Inside ICE’s media machine

Inside ICE’s media machine

The Washington Post reports:

For the Immigration and Customs Enforcement public affairs team, the nighttime operation across metro Houston in October was a gold mine.

An ICE video producer shadowed agents as they pulled over and handcuffed more than 120 suspected undocumented immigrants, then sent the footage to a private team chatroom.

Across thousands of internal ICE messages reviewed by The Washington Post, this kind of celebration has become commonplace. The messages show how the team has worked closely with the White House, which has urged them to produce videos for social media of immigrant arrests and confrontations to portray its push for mass deportation as critical to protecting the American way of life.

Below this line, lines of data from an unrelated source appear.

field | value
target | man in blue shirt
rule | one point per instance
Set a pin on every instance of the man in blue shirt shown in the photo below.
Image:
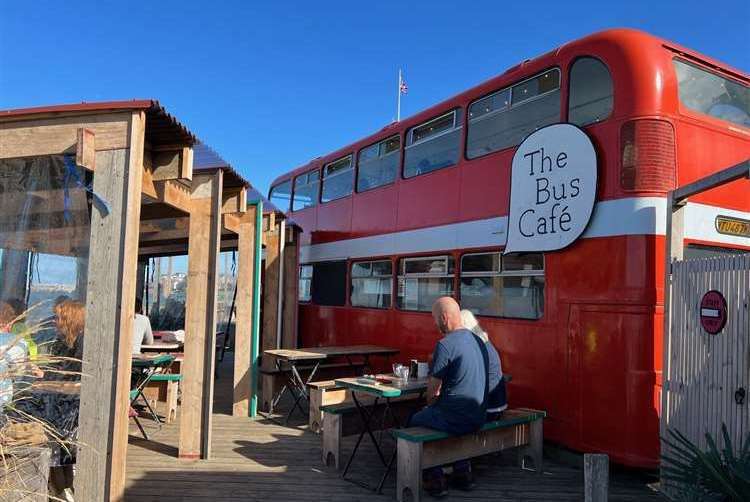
(456, 390)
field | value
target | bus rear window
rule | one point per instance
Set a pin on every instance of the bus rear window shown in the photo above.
(711, 94)
(306, 190)
(281, 195)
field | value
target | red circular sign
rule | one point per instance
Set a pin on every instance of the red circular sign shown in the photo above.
(713, 312)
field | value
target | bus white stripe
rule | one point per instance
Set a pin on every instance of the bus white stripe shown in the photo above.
(631, 216)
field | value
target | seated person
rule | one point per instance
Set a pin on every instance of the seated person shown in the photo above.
(497, 397)
(456, 390)
(142, 333)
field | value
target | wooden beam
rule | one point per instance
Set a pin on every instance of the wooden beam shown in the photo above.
(103, 418)
(86, 149)
(172, 164)
(52, 136)
(200, 317)
(235, 200)
(232, 222)
(291, 281)
(244, 306)
(270, 296)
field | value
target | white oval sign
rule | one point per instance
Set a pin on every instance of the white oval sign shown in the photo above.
(553, 188)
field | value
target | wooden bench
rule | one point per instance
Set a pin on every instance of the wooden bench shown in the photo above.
(273, 379)
(343, 419)
(323, 393)
(420, 448)
(164, 387)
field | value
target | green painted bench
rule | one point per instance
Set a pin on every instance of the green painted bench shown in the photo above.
(165, 387)
(419, 448)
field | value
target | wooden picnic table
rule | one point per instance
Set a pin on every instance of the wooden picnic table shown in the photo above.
(162, 347)
(384, 391)
(298, 385)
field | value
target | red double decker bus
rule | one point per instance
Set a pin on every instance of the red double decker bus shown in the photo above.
(420, 209)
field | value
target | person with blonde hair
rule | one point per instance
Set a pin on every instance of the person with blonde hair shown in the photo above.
(497, 401)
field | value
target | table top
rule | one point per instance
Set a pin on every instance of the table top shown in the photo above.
(396, 388)
(313, 353)
(161, 347)
(146, 360)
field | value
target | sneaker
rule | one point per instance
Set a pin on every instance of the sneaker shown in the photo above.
(436, 487)
(464, 481)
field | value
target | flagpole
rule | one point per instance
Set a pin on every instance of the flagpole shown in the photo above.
(398, 99)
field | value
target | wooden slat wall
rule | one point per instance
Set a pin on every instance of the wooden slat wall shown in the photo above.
(704, 370)
(244, 306)
(103, 418)
(200, 317)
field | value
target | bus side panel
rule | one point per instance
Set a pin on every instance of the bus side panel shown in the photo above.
(429, 200)
(614, 353)
(334, 221)
(374, 212)
(703, 150)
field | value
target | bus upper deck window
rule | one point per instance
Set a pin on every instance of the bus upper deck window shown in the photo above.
(281, 195)
(306, 190)
(377, 164)
(504, 118)
(338, 179)
(711, 94)
(591, 92)
(433, 145)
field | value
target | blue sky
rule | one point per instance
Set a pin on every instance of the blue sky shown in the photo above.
(271, 85)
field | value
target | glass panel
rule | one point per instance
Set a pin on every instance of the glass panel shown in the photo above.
(378, 164)
(708, 93)
(281, 195)
(432, 128)
(523, 261)
(546, 82)
(419, 293)
(503, 296)
(437, 153)
(591, 93)
(338, 179)
(483, 262)
(492, 103)
(305, 283)
(305, 191)
(505, 129)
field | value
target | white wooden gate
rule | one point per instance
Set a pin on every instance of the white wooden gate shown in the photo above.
(707, 377)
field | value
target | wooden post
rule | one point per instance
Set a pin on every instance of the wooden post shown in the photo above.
(244, 319)
(675, 234)
(291, 274)
(200, 317)
(103, 417)
(270, 293)
(596, 477)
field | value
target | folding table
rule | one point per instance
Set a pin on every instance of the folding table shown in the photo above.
(144, 367)
(381, 391)
(315, 356)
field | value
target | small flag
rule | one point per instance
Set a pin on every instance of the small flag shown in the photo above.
(402, 87)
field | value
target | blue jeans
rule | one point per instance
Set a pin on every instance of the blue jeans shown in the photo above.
(431, 417)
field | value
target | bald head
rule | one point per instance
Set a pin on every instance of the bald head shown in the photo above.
(447, 314)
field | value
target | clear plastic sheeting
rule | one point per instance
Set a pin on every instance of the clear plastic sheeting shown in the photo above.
(44, 233)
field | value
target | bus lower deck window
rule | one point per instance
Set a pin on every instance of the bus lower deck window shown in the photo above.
(503, 286)
(422, 280)
(372, 284)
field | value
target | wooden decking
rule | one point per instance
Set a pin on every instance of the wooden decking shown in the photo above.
(259, 460)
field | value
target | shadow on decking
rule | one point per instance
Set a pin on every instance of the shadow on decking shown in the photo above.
(263, 460)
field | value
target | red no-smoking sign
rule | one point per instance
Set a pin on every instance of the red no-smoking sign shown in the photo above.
(713, 312)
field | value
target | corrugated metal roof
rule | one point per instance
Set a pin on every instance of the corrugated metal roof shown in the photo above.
(162, 128)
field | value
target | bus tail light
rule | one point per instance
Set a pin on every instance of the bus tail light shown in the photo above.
(647, 155)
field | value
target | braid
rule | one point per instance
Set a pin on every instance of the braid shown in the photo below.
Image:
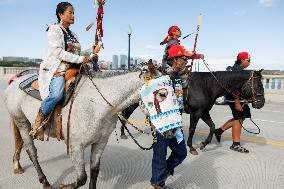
(61, 7)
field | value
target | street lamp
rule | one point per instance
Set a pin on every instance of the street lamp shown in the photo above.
(129, 36)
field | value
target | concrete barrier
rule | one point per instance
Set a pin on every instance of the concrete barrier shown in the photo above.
(273, 84)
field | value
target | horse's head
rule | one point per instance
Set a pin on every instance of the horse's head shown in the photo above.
(149, 70)
(253, 90)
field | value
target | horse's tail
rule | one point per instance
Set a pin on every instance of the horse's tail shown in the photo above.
(18, 148)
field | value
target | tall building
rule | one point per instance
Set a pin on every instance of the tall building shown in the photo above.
(114, 64)
(137, 61)
(123, 62)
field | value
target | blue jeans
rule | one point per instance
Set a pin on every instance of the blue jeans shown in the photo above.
(56, 91)
(160, 165)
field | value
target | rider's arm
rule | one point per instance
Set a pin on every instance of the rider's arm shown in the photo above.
(238, 105)
(197, 56)
(56, 49)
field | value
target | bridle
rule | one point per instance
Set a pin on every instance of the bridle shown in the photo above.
(253, 99)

Before officials could post the Houston video, they had to figure out how to frame it. Officials did not know if all the arrestees had criminal records, they wrote in the chats, undermining a slogan the team had worked to promote on social media: that ICE targeted the “Worst of the Worst.”

After some discussion, the team decided on a compromise.

Instead of arguing they’d snared hardened criminals, officials wrote a caption saying the arrests showed the dangers of “illegal aliens … behind the wheel.”

Then, to maximize the video’s chances of going viral, they needed a soundtrack.

They settled on a rap song by Nbhd Nick, which his label would later tell The Post was used without permission, that starts, “Oh, you thought this was a game, huh?”

The video was posted to ICE’s social media channels, where it has been viewed more than 1 million times in total. [Continue reading…]

Comments are closed.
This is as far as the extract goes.